Philosophy and Sufism

Arguments for God's Existence in Classical Islamic Thought
A REAPPRAISAL OF THE DISCOURSE

Author(s): Hannah C. Erlwein

Reviewed by: Ammar Khan Nasir

 

Review

Theological debates and contestations about God have been multi-faceted and diverse in the history of the Muslim rational tradition. Each points to a variety of theological concerns that were at the heart of these rational discourses. Broadly, they could be classified as internal and external debates depending on whether or not the interlocutors belonged to the community of the faithful. To the former category, for example, can be ascribed religious polemics on the corporeality or absolute transcendence of God, discussions on the nature and inter-relation of divine attributes, and debates on whether the world was co-eternal with God, though causally dependent on him, or had a temporal origination that was subsequent to its non-existence.

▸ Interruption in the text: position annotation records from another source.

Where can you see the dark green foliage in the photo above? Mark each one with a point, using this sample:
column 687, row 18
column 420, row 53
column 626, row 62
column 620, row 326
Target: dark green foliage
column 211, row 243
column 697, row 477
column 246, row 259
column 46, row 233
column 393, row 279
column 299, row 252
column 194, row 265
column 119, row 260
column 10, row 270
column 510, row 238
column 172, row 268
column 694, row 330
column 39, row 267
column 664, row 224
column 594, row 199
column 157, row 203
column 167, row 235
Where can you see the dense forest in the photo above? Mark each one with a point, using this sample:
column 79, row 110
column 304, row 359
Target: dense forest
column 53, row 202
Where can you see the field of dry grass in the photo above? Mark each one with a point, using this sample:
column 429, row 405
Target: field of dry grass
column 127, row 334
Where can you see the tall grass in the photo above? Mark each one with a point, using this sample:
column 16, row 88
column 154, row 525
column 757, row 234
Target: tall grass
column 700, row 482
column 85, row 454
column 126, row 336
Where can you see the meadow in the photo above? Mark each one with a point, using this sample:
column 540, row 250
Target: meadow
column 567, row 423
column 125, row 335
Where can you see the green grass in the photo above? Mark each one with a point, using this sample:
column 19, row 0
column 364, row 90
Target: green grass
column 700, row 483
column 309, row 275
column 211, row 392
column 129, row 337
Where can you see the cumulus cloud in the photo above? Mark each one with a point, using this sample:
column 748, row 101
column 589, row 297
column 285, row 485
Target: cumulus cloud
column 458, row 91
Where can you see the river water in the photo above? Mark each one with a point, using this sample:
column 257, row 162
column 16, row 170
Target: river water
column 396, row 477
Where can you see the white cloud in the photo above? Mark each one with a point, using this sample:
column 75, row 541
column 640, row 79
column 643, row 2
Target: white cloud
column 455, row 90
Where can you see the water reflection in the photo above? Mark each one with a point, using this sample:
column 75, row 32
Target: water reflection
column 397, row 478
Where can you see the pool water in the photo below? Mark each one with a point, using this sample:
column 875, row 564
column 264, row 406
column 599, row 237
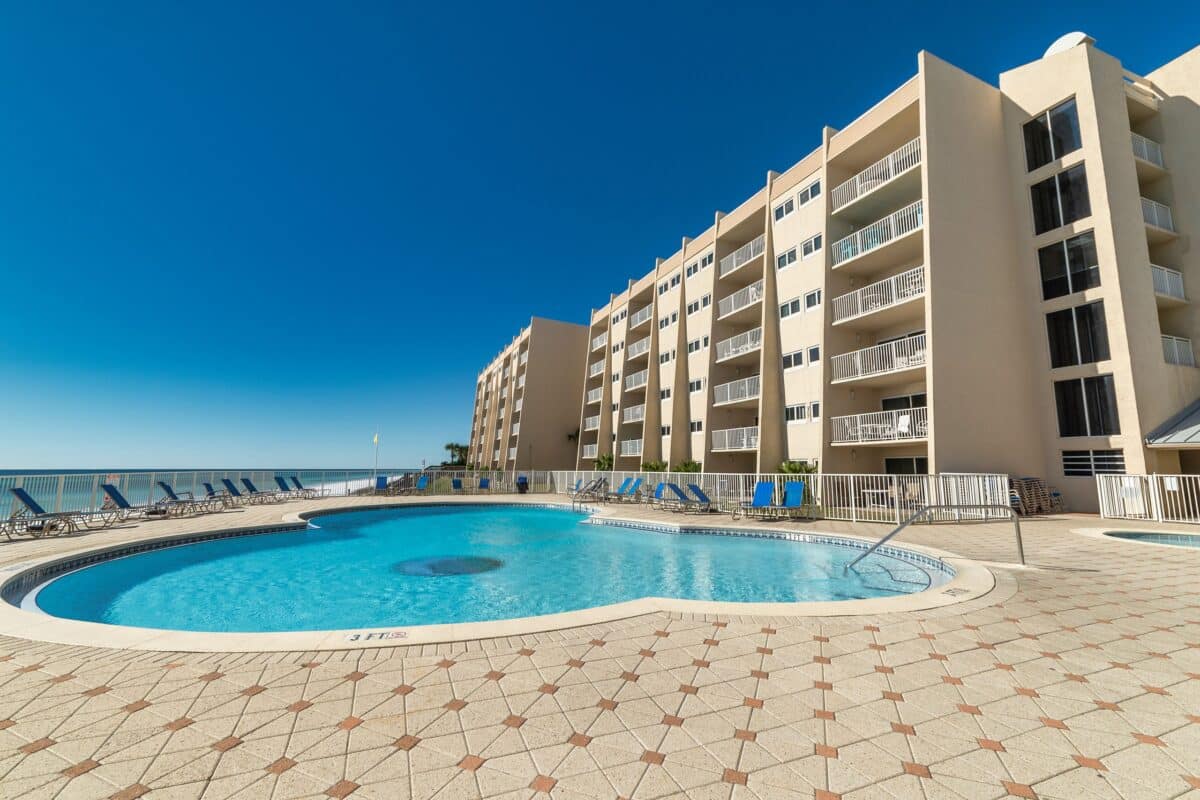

The external contestations were exemplified by questions regarding the unity or plurality of divine entities, the way one should conceptualise the origination of the world from God, and whether the existence of the world could be explained by its own self or needed to be ascribed to the creative activity of a creator. The present work by Hanna C. Erlwein, which is originally based on her doctoral dissertation, aims to subject one particular discourse, that of the rational proofs of God’s existence in Islamic intellectual tradition, to a critical re-evaluation.